Verification Protocol

The CrawlerFile verification protocol allows any crawler or consumer to independently confirm that the entity named in a profile has authorized its publication — without contacting CrawlerFile directly. Three verification methods are supported, declared in the authorization.verificationMethod field.

pageBased (recommended): The entity creates a page on their own domain containing the verificationToken as visible text. The entityVerificationUrl points to this page. Any crawler can fetch the page and confirm the token appears there. This is the recommended method — it requires no technical access beyond the ability to add a page, works on any website platform, and creates a human-readable public declaration of authorization.

metaTag: The entity places the verificationToken as a meta tag in the <head> of a page on their domain. Format: <meta name="crawlerfile-verification" content="[token]">. The entityVerificationUrl points to the page containing the meta tag, typically the homepage. Requires code injection access on the entity's website platform.

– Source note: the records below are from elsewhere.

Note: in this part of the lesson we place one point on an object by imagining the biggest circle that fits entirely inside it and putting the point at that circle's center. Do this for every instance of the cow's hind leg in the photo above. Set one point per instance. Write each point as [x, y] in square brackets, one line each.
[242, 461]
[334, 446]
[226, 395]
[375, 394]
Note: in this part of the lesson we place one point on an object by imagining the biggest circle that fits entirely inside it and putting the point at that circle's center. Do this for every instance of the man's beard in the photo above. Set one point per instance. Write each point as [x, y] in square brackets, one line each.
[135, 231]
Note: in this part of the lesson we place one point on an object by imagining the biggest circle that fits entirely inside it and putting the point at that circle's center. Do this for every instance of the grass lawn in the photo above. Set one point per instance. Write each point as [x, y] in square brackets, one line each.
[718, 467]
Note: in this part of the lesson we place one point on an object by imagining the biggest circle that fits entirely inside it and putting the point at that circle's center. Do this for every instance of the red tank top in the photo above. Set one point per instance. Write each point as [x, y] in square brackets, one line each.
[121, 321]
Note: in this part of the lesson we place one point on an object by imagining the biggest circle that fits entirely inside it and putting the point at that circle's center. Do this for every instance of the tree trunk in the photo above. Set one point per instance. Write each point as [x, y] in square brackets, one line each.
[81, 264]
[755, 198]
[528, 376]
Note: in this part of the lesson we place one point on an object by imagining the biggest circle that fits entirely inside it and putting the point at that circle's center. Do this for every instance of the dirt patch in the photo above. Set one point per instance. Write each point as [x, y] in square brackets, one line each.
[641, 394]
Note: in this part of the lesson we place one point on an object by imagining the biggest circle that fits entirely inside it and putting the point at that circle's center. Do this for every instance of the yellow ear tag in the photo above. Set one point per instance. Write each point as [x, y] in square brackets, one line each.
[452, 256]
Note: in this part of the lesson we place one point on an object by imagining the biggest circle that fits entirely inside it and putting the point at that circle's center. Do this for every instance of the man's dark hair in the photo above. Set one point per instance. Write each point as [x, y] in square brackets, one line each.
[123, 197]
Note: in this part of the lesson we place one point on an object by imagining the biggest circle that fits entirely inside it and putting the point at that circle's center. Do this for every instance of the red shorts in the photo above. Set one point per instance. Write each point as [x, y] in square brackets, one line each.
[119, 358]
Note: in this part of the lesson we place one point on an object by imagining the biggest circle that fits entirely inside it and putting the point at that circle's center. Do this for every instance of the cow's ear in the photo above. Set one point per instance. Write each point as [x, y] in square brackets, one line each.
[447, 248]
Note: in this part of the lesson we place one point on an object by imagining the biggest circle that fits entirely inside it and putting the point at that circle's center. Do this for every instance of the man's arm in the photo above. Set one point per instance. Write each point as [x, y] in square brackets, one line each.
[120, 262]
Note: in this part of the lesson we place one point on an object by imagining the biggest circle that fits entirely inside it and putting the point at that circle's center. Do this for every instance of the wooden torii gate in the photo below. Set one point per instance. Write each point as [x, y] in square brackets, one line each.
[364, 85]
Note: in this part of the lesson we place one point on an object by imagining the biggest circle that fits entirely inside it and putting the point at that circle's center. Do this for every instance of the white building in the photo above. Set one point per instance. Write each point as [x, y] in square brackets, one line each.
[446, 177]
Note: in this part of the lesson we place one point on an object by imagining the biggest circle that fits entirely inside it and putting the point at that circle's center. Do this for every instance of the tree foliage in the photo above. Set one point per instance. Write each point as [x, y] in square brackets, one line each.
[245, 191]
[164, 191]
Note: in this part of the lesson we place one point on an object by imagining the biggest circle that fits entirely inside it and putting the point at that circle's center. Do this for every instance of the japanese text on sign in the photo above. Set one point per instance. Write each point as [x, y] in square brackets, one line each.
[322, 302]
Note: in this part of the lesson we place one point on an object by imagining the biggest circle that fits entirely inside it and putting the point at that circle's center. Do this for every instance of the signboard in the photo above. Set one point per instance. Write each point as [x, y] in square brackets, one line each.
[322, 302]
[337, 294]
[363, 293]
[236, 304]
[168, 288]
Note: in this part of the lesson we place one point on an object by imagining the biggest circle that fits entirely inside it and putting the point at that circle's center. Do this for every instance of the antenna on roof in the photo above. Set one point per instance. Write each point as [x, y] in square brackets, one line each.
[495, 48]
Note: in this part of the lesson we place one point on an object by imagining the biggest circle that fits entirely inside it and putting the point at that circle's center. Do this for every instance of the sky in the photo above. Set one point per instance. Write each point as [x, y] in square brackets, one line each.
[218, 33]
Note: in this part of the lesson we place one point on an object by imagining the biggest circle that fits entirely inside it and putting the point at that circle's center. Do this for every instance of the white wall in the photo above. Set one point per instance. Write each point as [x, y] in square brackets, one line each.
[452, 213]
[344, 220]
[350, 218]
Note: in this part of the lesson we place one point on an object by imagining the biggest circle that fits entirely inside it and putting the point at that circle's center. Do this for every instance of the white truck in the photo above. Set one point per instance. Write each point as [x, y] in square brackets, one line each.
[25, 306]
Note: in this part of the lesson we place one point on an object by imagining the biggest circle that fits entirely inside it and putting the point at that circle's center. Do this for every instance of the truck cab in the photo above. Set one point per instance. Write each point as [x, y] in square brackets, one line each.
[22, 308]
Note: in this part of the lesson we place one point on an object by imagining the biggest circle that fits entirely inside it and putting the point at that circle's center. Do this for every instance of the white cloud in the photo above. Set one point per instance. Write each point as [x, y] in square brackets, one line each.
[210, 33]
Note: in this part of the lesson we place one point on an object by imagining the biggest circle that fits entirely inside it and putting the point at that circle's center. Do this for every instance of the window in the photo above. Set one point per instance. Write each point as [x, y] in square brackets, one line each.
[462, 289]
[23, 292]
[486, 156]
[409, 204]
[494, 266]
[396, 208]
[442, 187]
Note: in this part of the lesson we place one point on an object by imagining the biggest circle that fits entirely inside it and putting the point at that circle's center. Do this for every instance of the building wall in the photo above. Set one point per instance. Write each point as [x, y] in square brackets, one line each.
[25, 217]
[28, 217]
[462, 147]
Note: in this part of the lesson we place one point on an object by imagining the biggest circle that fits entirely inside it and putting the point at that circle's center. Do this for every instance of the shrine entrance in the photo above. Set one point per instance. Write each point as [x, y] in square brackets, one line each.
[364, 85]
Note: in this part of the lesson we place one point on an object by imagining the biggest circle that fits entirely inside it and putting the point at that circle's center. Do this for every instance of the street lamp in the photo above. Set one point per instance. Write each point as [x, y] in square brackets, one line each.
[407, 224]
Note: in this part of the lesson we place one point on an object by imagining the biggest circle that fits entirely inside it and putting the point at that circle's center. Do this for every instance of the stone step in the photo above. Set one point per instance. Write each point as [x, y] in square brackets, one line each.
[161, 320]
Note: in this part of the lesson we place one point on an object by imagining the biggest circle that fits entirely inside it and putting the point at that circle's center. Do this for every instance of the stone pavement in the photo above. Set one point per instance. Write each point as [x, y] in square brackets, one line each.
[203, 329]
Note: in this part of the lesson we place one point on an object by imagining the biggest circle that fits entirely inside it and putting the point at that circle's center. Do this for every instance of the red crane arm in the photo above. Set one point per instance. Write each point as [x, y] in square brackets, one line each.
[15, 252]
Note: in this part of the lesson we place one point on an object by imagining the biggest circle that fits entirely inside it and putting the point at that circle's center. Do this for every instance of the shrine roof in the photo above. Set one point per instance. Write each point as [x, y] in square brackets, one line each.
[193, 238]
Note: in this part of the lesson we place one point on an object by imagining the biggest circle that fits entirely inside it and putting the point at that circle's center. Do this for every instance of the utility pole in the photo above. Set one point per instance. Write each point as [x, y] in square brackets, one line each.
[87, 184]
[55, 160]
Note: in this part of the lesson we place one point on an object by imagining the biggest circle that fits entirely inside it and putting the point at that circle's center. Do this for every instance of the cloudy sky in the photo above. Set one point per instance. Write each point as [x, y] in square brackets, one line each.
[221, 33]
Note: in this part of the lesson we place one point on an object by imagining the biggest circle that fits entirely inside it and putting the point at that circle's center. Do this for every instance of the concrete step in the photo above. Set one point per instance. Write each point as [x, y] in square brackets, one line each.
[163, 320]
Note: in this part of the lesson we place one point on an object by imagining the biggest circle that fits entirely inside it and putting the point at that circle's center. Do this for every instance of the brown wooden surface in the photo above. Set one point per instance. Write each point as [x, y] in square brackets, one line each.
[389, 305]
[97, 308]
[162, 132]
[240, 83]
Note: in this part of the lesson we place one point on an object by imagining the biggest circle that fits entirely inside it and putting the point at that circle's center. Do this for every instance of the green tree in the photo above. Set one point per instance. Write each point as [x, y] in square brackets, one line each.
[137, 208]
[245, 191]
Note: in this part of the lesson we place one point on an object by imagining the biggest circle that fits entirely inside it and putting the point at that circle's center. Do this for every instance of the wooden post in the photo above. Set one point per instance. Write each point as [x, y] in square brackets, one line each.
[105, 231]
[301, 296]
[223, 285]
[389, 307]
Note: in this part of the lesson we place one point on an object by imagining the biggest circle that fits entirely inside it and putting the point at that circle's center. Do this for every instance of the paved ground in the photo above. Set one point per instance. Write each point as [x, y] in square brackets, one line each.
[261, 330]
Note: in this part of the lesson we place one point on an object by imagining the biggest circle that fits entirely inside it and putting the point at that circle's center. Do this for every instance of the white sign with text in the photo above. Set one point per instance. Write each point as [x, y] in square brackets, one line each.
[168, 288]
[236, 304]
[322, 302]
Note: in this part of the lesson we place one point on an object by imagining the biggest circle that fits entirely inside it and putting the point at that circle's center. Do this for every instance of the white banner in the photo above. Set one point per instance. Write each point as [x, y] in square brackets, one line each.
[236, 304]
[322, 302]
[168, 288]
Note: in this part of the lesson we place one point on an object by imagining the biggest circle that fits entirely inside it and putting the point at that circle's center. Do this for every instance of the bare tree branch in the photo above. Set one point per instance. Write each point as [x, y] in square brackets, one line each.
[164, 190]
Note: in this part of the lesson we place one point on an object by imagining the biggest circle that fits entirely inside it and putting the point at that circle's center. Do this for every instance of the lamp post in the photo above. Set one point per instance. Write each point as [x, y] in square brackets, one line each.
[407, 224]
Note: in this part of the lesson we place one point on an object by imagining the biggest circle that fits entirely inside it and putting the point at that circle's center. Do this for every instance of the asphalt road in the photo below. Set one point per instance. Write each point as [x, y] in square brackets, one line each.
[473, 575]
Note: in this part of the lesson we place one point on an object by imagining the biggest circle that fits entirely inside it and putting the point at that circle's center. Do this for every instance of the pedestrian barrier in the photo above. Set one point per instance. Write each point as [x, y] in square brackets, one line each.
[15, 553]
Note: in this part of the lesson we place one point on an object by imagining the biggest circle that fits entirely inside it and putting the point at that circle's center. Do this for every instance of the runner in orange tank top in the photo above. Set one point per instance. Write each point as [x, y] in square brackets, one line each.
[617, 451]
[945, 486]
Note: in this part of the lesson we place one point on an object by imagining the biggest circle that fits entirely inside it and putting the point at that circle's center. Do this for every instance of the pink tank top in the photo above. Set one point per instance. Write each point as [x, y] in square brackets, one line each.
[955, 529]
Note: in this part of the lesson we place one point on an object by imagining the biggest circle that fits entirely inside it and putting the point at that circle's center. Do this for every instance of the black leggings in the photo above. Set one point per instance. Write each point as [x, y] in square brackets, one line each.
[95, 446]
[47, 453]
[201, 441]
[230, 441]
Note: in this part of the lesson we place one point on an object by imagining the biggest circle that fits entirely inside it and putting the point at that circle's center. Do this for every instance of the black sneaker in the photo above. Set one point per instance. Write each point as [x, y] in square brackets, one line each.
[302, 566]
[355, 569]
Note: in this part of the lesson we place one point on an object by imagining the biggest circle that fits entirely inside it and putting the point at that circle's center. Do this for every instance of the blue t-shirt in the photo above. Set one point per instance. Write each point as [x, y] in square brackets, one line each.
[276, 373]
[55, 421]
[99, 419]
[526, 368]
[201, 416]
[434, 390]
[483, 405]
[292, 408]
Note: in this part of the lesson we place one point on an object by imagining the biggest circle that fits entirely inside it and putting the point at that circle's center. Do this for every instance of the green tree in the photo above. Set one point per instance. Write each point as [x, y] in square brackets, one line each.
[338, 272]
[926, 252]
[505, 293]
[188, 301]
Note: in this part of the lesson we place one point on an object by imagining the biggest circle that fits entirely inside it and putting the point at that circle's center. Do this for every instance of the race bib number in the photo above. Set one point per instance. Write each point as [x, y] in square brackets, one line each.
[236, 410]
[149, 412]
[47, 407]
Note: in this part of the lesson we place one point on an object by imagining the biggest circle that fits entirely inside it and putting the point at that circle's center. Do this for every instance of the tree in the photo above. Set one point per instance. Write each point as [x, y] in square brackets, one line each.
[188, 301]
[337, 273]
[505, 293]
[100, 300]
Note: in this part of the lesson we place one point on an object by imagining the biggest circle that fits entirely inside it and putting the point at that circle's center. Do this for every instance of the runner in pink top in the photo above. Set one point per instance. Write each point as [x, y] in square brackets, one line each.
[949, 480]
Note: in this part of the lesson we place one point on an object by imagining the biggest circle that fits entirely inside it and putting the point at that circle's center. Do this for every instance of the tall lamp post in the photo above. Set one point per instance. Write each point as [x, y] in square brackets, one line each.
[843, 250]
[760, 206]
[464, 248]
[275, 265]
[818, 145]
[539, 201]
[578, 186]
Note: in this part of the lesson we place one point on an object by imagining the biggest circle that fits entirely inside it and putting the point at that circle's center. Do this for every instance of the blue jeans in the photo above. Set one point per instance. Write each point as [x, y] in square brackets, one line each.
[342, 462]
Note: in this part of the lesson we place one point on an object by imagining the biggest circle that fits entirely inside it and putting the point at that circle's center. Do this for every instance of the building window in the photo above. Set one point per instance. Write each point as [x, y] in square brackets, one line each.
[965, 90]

dnsTxt: The entity adds the verificationToken as a DNS TXT record on their domain. No entityVerificationUrl is needed — the crawler queries DNS for the entityDomain directly. This method is platform-independent and survives website redesigns, but requires access to DNS settings.

Step 01

Read the authorization object from the CrawlerFile profile. Note the verificationMethod and verificationToken.

Step 02

For pageBased or metaTag: fetch the entityVerificationUrl. For dnsTxt: query DNS TXT records for entityDomain.

Step 03

Confirm the verificationToken string appears in the fetched content. If it does, the entity has authorized this profile.

Versioning

CrawlerFile schema versions are identified by the schema_version field and documented at stable URLs of the form https://crawlerfile.com/schema/v{N}. This page documents v1.0.

Backwards compatibility: Minor updates to an existing version (clarifications, new optional fields) do not change the version number. Breaking changes — renamed required fields, changed enum values, structural changes — always increment the version. Existing files are never retroactively invalidated; older schema versions remain documented at their original URLs.